UKA published 14 recommendations under the banner “A Manifesto for Clean Athletics” yesterday, which involved wiping out the record books, including Radcliffe’s marathon world mark set in London in 2003, and calling for lifetime bans for athletes caught cheating.

While backing the proposals in general, Radcliffe said of resetting all the existing records: “I think the idea is well intentioned but has not been thought through properly. I think scrapping all world records is not something that could ever happen.

“I’m all for records being erased of proven cheats, but doing this across the board would simply be punishing the innocent and clean athletes.”

Radcliffe would be one of three Britons to lose their records should UKA’s recommendations be ratified, along with triple jump world champion Jonathan Edwards and Colin Jackson, who still holds the indoor 60 metre hurdles world record.

She played a role in putting together the manifesto, being interviewed for an hour and a half by a UKA official for her views on how to clean up the sport. Her suggestion of athletes failing drug tests having their entire set of results erased did not make the list of recommendations.

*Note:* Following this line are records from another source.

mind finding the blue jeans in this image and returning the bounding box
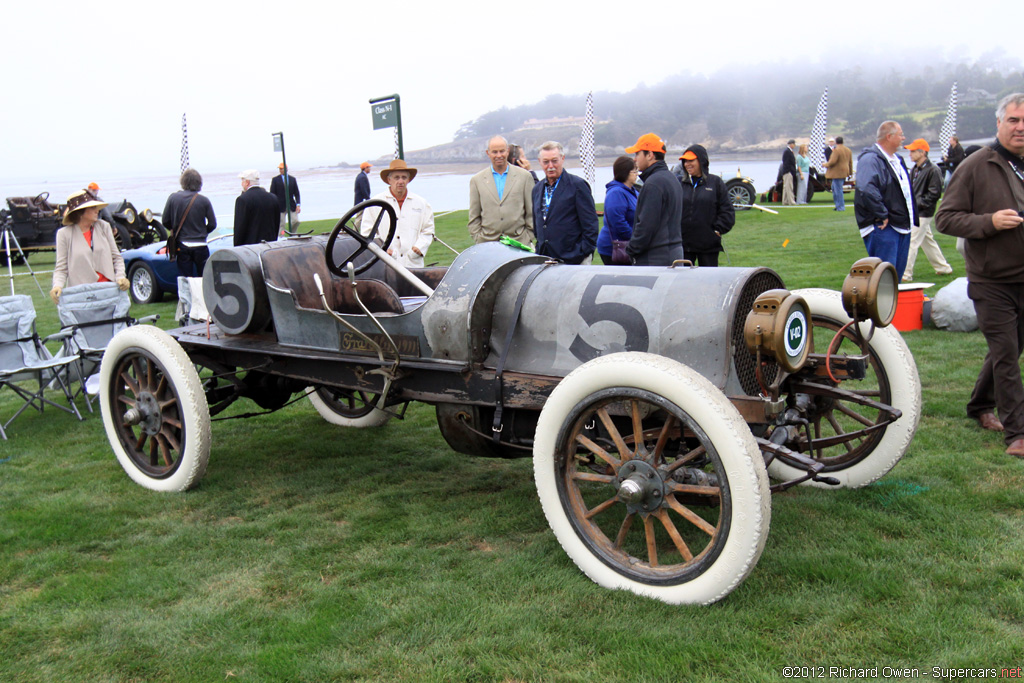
[863,226,910,279]
[831,178,845,210]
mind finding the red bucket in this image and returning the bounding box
[892,286,924,332]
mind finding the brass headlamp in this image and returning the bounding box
[743,289,812,373]
[841,257,898,327]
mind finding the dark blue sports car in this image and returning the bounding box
[123,230,233,304]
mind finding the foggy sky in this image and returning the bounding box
[0,0,1005,185]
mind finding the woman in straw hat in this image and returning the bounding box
[49,189,128,304]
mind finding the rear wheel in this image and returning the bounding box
[534,352,770,605]
[725,179,756,210]
[307,385,391,427]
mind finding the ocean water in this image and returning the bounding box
[0,159,791,228]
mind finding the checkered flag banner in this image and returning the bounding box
[809,88,828,172]
[580,92,596,188]
[939,82,958,154]
[180,113,190,174]
[394,128,400,160]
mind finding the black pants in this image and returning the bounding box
[175,245,210,278]
[686,251,719,267]
[967,281,1024,444]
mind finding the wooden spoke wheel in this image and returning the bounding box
[534,353,770,605]
[100,326,210,491]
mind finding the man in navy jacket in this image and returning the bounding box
[532,141,598,264]
[270,163,301,236]
[854,121,916,278]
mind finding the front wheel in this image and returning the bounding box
[111,222,132,251]
[533,352,770,605]
[307,385,391,427]
[100,325,211,491]
[768,288,921,488]
[128,262,162,304]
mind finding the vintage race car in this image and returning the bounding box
[98,200,920,605]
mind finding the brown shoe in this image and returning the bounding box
[977,412,1004,432]
[1006,439,1024,458]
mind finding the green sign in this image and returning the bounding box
[372,100,397,130]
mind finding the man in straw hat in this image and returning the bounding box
[233,169,280,247]
[360,159,435,268]
[50,189,127,304]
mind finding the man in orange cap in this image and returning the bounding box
[354,162,372,207]
[902,138,952,281]
[624,133,683,265]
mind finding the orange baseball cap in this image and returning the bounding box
[87,182,100,191]
[360,162,371,170]
[625,133,666,154]
[903,139,930,152]
[679,150,698,161]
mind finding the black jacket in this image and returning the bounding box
[679,145,735,253]
[780,146,797,183]
[233,186,280,246]
[910,158,943,219]
[162,190,217,243]
[628,160,683,266]
[270,174,300,212]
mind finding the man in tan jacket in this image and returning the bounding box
[468,136,534,245]
[824,135,854,211]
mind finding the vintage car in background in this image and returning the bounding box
[0,193,167,262]
[106,199,168,251]
[122,229,233,304]
[0,192,65,262]
[761,168,856,204]
[98,200,920,605]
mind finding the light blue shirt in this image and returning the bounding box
[491,166,509,200]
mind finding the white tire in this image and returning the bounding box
[770,288,921,488]
[307,386,391,427]
[100,325,211,492]
[534,352,771,605]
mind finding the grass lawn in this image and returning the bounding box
[2,195,1023,682]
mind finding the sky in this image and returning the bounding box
[0,0,1004,185]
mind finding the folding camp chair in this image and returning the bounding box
[0,294,83,439]
[54,282,157,412]
[175,276,211,327]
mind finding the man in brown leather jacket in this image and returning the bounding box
[824,136,853,211]
[936,93,1024,457]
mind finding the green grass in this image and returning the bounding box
[3,198,1023,682]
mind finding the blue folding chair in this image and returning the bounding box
[54,282,157,412]
[0,295,83,439]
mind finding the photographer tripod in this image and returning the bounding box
[3,225,47,297]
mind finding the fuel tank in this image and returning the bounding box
[485,263,784,396]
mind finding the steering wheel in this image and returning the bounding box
[33,192,49,206]
[326,199,397,277]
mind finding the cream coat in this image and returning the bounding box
[467,164,534,244]
[52,220,125,289]
[361,191,435,268]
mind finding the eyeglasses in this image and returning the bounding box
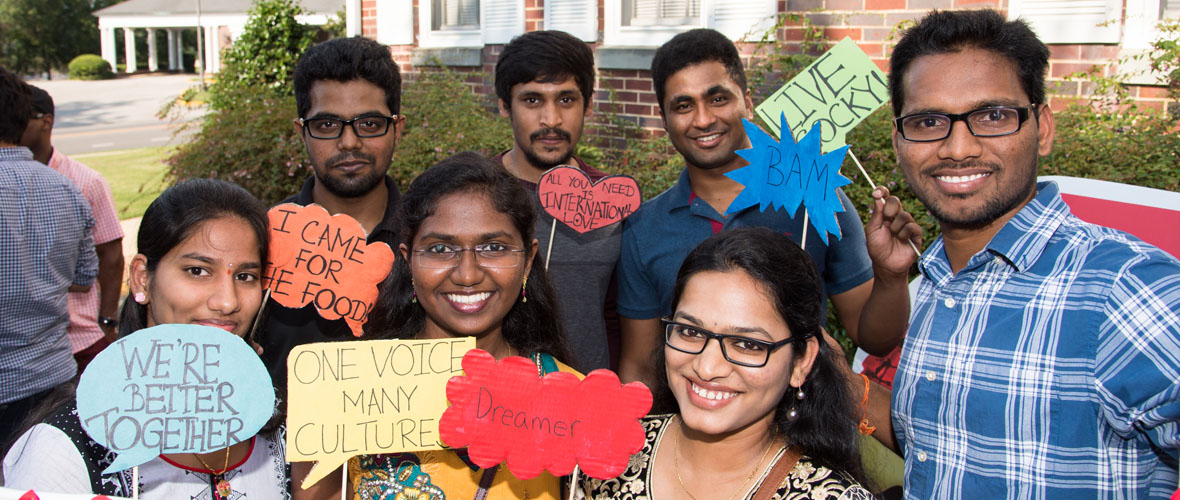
[411,243,525,269]
[662,319,805,368]
[895,105,1036,142]
[299,114,398,139]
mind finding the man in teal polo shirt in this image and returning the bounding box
[616,29,919,387]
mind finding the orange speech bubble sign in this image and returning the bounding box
[264,204,394,337]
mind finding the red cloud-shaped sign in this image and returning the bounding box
[439,350,652,480]
[537,166,641,233]
[264,204,395,337]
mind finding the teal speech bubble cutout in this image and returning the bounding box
[754,37,889,153]
[76,324,275,473]
[727,116,851,245]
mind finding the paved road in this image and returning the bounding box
[29,74,205,155]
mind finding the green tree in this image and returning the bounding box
[209,0,313,110]
[0,0,112,78]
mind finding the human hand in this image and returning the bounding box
[865,186,922,282]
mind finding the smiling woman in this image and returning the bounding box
[2,179,289,499]
[583,227,870,500]
[292,152,578,500]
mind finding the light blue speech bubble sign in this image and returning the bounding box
[76,324,275,473]
[728,116,851,245]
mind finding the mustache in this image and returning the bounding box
[920,160,999,176]
[529,128,571,143]
[326,152,377,167]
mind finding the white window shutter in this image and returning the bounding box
[709,0,777,39]
[376,0,414,45]
[545,0,597,41]
[1009,0,1122,44]
[483,0,524,44]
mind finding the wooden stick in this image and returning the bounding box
[544,218,557,271]
[848,150,921,257]
[568,465,581,500]
[133,466,139,500]
[246,287,272,346]
[801,211,809,250]
[341,466,347,500]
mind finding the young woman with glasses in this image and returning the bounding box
[583,227,871,500]
[295,152,577,500]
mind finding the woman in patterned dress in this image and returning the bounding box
[2,179,289,499]
[293,152,577,500]
[583,227,872,500]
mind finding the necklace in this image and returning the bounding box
[192,447,233,499]
[672,417,776,500]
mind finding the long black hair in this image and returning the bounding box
[652,227,866,484]
[119,179,269,337]
[366,152,574,366]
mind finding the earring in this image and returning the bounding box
[521,276,528,303]
[134,292,146,304]
[787,387,805,422]
[410,280,417,304]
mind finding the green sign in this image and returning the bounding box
[755,37,889,153]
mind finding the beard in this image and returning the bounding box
[913,160,1037,230]
[314,152,385,198]
[522,128,574,170]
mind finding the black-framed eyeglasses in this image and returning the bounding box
[895,105,1037,142]
[661,319,806,368]
[299,114,398,139]
[411,243,525,269]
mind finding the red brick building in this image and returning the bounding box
[344,0,1177,129]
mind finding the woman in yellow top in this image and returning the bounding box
[296,152,577,500]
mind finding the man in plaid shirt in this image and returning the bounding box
[866,9,1180,498]
[0,67,97,446]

The UKA proposals also include a global public register of all drugs tests, that the supply and procurement of performance-enhancing drugs be criminalised and for national federations to pay compensation to athletes denied by drug cheats in what it called “the new clean athletics era”.

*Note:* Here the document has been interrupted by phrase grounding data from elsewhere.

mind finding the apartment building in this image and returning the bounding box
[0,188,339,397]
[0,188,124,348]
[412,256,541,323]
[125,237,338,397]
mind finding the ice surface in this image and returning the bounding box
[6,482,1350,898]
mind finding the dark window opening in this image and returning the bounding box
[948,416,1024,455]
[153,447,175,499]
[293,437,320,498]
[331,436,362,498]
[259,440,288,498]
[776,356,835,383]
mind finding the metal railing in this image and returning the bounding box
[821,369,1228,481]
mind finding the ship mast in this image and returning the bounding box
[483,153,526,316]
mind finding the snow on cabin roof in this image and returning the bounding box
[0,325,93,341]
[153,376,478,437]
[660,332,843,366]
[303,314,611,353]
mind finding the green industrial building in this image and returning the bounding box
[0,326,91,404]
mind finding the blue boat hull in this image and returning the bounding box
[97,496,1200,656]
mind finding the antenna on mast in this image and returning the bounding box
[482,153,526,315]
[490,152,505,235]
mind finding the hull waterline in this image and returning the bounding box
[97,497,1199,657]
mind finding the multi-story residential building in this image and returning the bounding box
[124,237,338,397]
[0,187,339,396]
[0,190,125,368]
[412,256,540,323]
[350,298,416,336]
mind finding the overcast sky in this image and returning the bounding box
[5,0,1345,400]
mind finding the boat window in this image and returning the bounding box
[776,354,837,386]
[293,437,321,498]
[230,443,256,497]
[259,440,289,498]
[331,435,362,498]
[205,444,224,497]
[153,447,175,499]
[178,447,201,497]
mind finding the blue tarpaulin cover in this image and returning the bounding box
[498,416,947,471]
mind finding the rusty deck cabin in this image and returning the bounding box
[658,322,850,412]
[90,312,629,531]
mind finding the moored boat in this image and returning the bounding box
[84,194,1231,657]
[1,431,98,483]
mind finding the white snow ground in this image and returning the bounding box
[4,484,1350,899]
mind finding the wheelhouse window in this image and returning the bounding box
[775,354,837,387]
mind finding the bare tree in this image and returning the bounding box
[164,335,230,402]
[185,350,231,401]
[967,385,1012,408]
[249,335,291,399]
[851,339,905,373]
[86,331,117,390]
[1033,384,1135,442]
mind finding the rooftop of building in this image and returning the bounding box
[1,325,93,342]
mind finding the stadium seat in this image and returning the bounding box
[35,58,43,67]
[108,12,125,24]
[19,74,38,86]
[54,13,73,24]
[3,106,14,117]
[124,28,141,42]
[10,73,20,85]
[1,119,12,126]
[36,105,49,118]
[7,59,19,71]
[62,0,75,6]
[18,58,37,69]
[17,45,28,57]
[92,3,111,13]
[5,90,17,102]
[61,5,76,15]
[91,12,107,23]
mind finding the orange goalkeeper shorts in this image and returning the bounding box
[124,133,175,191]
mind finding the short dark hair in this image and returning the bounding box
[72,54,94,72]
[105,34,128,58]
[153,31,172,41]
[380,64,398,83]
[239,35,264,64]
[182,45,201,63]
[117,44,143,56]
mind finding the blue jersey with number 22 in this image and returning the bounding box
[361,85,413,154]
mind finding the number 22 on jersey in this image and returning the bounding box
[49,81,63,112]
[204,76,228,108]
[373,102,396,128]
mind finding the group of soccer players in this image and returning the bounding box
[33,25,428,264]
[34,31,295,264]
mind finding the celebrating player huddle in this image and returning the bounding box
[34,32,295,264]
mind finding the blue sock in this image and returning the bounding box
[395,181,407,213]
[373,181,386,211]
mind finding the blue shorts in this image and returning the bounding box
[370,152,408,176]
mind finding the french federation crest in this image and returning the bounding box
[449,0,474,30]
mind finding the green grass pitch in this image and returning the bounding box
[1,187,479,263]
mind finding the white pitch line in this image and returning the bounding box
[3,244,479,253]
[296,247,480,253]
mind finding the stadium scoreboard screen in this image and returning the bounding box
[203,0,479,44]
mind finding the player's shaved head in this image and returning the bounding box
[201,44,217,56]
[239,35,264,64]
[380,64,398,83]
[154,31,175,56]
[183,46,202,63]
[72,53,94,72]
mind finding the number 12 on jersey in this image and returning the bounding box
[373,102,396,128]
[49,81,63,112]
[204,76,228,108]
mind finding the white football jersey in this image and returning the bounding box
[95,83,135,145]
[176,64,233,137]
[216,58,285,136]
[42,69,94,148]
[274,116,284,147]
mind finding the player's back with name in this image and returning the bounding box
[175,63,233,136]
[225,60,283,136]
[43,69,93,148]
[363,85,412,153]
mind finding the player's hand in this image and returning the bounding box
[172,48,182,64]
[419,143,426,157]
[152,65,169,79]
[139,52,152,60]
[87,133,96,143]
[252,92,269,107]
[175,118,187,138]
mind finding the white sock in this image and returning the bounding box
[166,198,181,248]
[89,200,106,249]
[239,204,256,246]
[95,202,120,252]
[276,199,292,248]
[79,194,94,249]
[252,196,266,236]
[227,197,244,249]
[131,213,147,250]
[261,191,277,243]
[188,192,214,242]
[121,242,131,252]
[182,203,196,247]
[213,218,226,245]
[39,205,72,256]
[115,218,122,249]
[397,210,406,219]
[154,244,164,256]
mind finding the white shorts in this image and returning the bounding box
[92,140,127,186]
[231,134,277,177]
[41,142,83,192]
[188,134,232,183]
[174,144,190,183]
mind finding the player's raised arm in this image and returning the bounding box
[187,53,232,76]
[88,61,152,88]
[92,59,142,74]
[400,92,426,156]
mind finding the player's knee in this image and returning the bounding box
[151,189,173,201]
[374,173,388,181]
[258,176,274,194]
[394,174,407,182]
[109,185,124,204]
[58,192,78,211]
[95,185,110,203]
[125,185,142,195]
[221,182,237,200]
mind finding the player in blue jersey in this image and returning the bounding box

British sportsmen and women previously found guilty of doping offences had been banned by the British Olympic Association from ever competing in a British vest at the Olympics, but that was overturned by the Court of Arbitration for Sport in the lead-up to London 2012.

The World Anti-Doping Agency (Wada) is currently opposed to lifetime bans for athletes and its current code is not due to be revised until 2021. Any proposal to push for lifetime suspensions is likely to fall on deaf ears.

However, the UKA chairman, Ed Warner, said: “This may be seen by many as a mission impossible, but we have to go for what’s perceived as the impossible.

“What we’re saying is let’s go up from four-year bans for the most serious offences and what we’re saying is we don’t want to pick drug cheats for the British team. I know the BOA couldn’t make it stick, but we need to at least give it a go.”

Warner, who discussed the proposals in question with the International Association of Athletics Federations president, Sebastian Coe, yesterday, defended the proposal to eradicate Radcliffe’s long-standing record.

He said: “This is about, for example, the sprint events and the records of Florence Griffith Joyner in the 100m and 200m.

“If, say, Dafne Schippers gets close to those, then people say she must be a cheat and that’s not right.

“So this is not about being partisan with three British athletes in those record books, this is about what’s right for the future of our sport.”

Warner added that Coe “is in favour” of picking off those records that are clearly wrong and said: “If he can do that, then wonderful and let’s get on with it.”

The IAAF faces another week of potentially devastating headlines with the publication of the Wada independent commission’s second report in Munich on Thursday into the doping scandal to have engulfed athletics.

On Friday, the IAAF sent a 30-page response to the independent commission’s first report, which uncovered what it called state-sponsored doping in Russia and which saw the IAAF accused of “systemic failures”.

The governing body reacted angrily as it made its response public yesterday. In conclusion, it said: “While the IAAF certainly cannot be and is not complacent, and understands that more always can and should be done, with the greatest respect it does not accept the suggestion in the IC report that there are ‘systemic fails within the IAAF… that prevent or diminish the possibility of an effective anti-doping programme’.”

It also denied that corruption was widespread within the organisation, insisting in its reply that “only a very small number of individuals formerly associated with the IAAF are believed to have been involved in the alleged corruption of these four cases”.